We Treat You Like Family

Wednesday, April 21, 2021

I was talking to my friend Ann today. She’s coming into town in a few days. At first she was going to stay with me then she was going to stay at another friend’s but now she’s back to staying with me. My house is in the midst of a slow-motion reorganization (super-slow-motion, actually … These Things Take Time) but I can get things more-or-less back together if I put my mind to it.

I told her that was fine, I would work on it. I said I would pretend my family was visiting. Which reminded me of a joke, but I couldn’t remember the details. The punch line is something like “Oh I would hope for better than that!”

I was walking home from the library later, and walking is when my mind wanders. While I was walking my mind wandered over to trying to remember what the actual joke was, but instead of landing on the joke, it remembered a story from a long time ago about an actual visit to my actual family.

I’m too lazy to google the joke, but here’s the story about my family.

My first few years out of college I lived in Princeton, New Jersey where I didn’t know anyone when I got there and where there wasn’t much in the way of entertainment activities for a 22-year-old person without much of a local network. However it is centrally located, and I had friends from college and high school up and down the Eastern seaboard so I would often drive to visit friends on weekends. At the time, my brother was living in Arlington, Virginia, working in the DC area. My brother always knows a million people and I knew my brother’s friends from college, and we had mutual friends from high school, and I also had other friends in the DC area, so I would visit him fairly regularly. Whenever I got too tired of being by myself in New Jersey that was an easy place to escape to.

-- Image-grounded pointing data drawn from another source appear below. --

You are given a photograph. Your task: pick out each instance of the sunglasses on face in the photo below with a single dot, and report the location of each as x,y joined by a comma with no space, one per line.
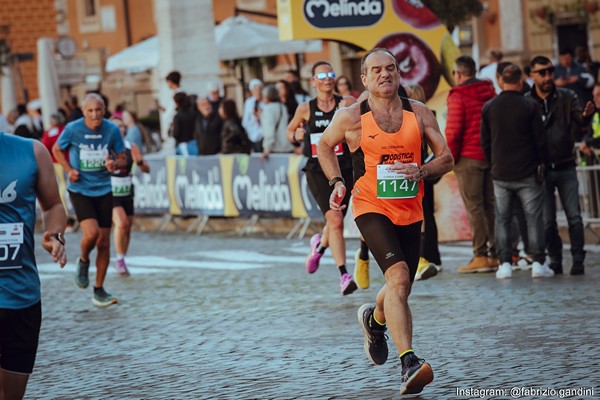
324,75
544,71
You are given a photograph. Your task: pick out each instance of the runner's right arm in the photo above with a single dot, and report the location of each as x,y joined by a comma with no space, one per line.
54,215
72,173
295,131
343,120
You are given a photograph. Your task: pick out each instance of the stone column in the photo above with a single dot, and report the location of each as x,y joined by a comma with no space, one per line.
9,93
187,44
511,25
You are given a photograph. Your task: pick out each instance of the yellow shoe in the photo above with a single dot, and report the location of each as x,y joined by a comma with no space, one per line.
361,271
477,264
425,270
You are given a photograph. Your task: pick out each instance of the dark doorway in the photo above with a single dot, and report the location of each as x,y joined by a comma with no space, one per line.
571,35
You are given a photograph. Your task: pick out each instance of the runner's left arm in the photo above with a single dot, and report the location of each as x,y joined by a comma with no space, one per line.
54,215
334,134
443,162
138,158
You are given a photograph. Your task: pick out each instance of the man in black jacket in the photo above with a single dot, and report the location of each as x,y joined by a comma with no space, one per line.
563,119
514,144
208,128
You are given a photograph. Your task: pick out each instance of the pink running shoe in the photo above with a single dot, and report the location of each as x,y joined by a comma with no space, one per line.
122,268
312,261
347,284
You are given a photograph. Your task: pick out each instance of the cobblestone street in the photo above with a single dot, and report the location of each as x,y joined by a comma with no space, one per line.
228,317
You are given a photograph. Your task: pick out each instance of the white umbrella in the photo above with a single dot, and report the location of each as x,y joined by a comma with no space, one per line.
236,37
239,37
9,93
137,58
47,79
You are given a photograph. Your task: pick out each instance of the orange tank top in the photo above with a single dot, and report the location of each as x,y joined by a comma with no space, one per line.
386,192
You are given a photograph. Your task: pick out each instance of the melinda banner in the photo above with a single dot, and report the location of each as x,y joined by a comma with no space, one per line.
232,186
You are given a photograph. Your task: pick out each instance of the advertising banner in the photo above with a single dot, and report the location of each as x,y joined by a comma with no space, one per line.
425,52
422,45
151,193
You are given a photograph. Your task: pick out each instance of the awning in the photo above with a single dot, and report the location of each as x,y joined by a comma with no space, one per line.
236,38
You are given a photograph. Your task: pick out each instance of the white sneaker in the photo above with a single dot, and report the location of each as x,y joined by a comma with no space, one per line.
504,271
541,271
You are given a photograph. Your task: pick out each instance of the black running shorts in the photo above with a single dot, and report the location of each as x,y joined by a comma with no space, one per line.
126,202
389,243
19,336
98,208
321,191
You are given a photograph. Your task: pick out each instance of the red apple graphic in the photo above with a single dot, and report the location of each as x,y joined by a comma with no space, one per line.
416,14
416,60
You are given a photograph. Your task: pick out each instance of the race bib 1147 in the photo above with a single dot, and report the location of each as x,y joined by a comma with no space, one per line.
392,185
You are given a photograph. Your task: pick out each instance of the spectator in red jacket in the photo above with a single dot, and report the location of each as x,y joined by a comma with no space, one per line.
57,124
471,168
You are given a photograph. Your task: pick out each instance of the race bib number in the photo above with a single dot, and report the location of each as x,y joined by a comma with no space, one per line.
121,185
392,185
92,160
314,141
11,243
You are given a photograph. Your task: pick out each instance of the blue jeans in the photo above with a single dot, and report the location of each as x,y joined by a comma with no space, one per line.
565,181
477,191
531,196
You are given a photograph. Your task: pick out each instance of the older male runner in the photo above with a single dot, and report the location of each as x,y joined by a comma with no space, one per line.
95,150
387,137
26,173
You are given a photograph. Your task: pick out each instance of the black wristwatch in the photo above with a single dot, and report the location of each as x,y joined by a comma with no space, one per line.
58,236
335,180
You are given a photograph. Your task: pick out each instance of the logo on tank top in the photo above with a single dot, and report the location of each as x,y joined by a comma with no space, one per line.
398,157
322,123
8,194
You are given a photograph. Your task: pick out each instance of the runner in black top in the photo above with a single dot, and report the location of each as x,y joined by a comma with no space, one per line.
309,121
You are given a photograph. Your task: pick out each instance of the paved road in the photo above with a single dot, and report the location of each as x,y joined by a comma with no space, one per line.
223,317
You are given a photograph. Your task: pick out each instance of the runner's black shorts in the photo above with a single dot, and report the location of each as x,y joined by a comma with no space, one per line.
98,208
126,202
389,243
19,336
318,185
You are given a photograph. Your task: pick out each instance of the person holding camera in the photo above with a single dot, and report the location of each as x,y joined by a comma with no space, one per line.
514,144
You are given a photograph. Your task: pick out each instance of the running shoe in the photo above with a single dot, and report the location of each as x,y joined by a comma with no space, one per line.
375,343
102,298
347,284
504,271
578,268
415,375
312,261
82,279
361,271
425,270
525,263
121,268
541,271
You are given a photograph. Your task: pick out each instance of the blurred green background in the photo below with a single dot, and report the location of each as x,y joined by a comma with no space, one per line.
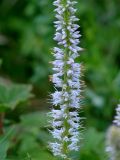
26,40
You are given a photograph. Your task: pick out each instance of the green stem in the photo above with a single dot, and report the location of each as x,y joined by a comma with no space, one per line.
65,79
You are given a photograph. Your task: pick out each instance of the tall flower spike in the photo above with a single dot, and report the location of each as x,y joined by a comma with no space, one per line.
66,79
113,138
117,117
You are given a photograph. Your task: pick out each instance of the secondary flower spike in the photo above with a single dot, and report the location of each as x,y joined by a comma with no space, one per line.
117,117
66,79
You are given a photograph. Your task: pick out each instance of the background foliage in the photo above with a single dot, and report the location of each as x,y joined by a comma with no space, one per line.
26,31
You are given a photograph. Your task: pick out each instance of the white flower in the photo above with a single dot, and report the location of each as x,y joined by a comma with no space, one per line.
66,79
117,117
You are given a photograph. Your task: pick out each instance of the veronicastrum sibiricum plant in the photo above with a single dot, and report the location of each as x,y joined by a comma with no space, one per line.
117,117
66,79
113,138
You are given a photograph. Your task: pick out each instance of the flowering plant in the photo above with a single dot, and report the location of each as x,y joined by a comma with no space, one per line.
66,78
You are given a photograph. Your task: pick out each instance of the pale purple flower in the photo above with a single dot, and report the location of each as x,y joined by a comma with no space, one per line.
66,79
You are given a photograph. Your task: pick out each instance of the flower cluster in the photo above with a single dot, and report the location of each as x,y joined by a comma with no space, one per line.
117,117
113,138
66,79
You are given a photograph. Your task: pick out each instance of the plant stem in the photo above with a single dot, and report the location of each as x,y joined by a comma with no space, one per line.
1,123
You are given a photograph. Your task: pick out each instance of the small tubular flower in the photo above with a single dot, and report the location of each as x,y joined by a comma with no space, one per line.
66,79
117,117
113,138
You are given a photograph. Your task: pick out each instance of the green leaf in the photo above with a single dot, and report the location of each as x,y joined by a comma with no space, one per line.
4,144
12,95
36,119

The drive from New Jersey to DC took a few hours (3 or 4, as I recall, depending on traffic and which route I took to get to I-95, etc. … the details are fuzzy lo these many years later). I lived outside of town in the opposite direction from a trip to DC, so usually I would leave directly from work, and I had a fairly normal entry-level office person schedule, with some limited amount of control over when I got to work and when I left. So I would leave New Jersey around five or six o’clock and get to DC around eight-thirty or nine. After happy hour, but before late-night.

And of course this was in the pre- cell phone days, so you didn’t call from the road with an ETA, you talked on the phone during the week and told the person you were visiting what time you expected to be there, and only if something unusual happened would you stop and find a pay phone to call and give an update.

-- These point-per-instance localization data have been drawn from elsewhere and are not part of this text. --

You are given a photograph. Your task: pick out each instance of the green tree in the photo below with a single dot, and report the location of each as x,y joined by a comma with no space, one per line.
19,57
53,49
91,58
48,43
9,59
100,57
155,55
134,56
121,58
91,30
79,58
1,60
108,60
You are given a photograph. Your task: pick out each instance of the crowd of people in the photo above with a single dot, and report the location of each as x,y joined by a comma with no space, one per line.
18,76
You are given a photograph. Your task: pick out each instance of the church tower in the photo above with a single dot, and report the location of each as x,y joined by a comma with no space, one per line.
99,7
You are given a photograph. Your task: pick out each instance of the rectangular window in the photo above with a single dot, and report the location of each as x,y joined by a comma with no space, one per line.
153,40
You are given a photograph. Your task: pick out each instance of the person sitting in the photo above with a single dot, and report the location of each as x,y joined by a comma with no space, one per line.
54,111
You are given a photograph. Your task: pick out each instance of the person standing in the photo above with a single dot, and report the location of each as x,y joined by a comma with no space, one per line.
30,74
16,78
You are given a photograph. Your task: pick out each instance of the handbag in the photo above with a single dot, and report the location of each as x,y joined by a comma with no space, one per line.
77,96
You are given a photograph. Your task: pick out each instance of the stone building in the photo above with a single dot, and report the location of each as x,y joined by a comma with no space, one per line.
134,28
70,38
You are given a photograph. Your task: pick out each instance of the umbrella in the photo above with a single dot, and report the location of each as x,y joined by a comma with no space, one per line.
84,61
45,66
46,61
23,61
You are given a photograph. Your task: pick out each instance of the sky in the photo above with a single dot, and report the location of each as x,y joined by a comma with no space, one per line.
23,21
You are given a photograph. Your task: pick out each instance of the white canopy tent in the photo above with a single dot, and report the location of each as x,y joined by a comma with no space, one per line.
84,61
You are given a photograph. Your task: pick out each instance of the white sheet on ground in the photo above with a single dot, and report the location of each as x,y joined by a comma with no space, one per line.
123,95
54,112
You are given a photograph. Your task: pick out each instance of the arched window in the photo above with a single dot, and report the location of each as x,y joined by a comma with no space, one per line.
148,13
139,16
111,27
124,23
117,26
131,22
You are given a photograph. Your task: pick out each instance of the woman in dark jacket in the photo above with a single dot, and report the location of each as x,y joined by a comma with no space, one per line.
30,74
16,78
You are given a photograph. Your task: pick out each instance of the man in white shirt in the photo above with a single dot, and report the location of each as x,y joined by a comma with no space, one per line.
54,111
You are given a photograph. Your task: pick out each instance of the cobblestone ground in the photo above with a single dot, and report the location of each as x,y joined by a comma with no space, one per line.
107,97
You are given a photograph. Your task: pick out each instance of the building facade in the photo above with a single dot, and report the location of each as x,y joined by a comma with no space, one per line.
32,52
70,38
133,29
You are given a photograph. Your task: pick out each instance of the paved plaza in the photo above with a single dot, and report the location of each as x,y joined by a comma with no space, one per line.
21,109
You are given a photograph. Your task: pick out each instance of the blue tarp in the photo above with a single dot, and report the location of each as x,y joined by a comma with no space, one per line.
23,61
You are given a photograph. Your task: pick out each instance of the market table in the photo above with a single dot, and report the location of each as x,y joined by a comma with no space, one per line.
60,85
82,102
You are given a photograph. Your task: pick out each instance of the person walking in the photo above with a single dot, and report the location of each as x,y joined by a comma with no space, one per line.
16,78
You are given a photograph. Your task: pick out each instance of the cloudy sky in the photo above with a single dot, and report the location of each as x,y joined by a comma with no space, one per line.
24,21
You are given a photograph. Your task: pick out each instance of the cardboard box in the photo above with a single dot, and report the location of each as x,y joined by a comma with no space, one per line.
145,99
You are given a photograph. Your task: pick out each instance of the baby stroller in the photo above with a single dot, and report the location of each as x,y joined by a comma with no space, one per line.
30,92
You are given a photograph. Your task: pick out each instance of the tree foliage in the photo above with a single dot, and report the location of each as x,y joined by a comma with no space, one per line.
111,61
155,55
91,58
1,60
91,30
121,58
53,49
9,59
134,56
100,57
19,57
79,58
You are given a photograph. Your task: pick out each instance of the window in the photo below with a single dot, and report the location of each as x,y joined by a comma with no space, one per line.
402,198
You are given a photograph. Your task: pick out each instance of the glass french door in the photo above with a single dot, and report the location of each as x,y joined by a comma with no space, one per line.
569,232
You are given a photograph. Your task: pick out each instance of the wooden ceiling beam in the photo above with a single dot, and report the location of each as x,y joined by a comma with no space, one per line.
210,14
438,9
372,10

So I’ve made plans for a visit, my brother is expecting me, we’ve confirmed everything on the phone and I’m more-or-less on schedule, maybe a little bit late since I’m usually a little bit late. It’s dark when I get to his place. He lives in a big apartment building, ten or fifteen floors. The building has a buzzer system for guests to be let in — you call the number from the keypad outside the door and the person in the apartment buzzes you in. There’s no lobby or doorman or anything. (And, as noted, NO CELL PHONES.)

So I park in the parking lot and gather my things from the car and walk to the door and pick up the phone receiver and use the keypad to call his apartment and … nothing. There’s no answer. I’m like Hmm, okay. Maybe he went out to the store or something, I’m sure he’ll be here soon.

So I put down my bags and I hang out and wait.

And wait.

I feel like the pre-cellphone stages of waiting were:

(1) Relief [Oh good, I’m not late!];
(2) Patience [No problem, this is fine, I’m sure they’ll be here in a minute];
(3a) Concern [Wait, do I have the right day/time/meeting place? Hmm…];
(3b) Annoyance [Geez, what the heck? They knew I was coming, where are they?]
(4) Worry [Gosh, I hope something terrible hasn’t happened!]

My initial response was definitely Stage (1) — as a chronically borderline late person I’m always relieved to be spared having caused someone else to have to wait for me — which quickly slid into Stage (2), This is Not a Big Deal. (We chronically borderline late people try to be very forgiving of lateness in others; what goes around comes around.) After continued waiting, I was wavering between Stages (3a) and (3b), which tend to happen simultaneously for me, I’m never sure which one to focus on so I kind of just bounce back and forth, and just about to shift into Stage (4) — okay this is bad, I think something is really wrong — when my brother shows up.

He’s like, Heyyy! You’re here!

He tells me he’d been at happy hour at his regular happy hour bar, he’d been wrapping up, getting ready to leave, being good. His bartender friend asked if he wanted another round and he said No. He said, “My sister’s coming to town, I have to get home, she’s meeting me at my apartment. I have to be there to let her in.”

His bartender friend said, “Ahhh, she’s family. She’ll wait.”

And my brother was like, “Hey, you know what? You’re right. On second thought, I will have another beer.”

We treat you like family. We leave you standing outside in the parking lot waiting for us while we have another beer.

Wait, I think that might be the joke.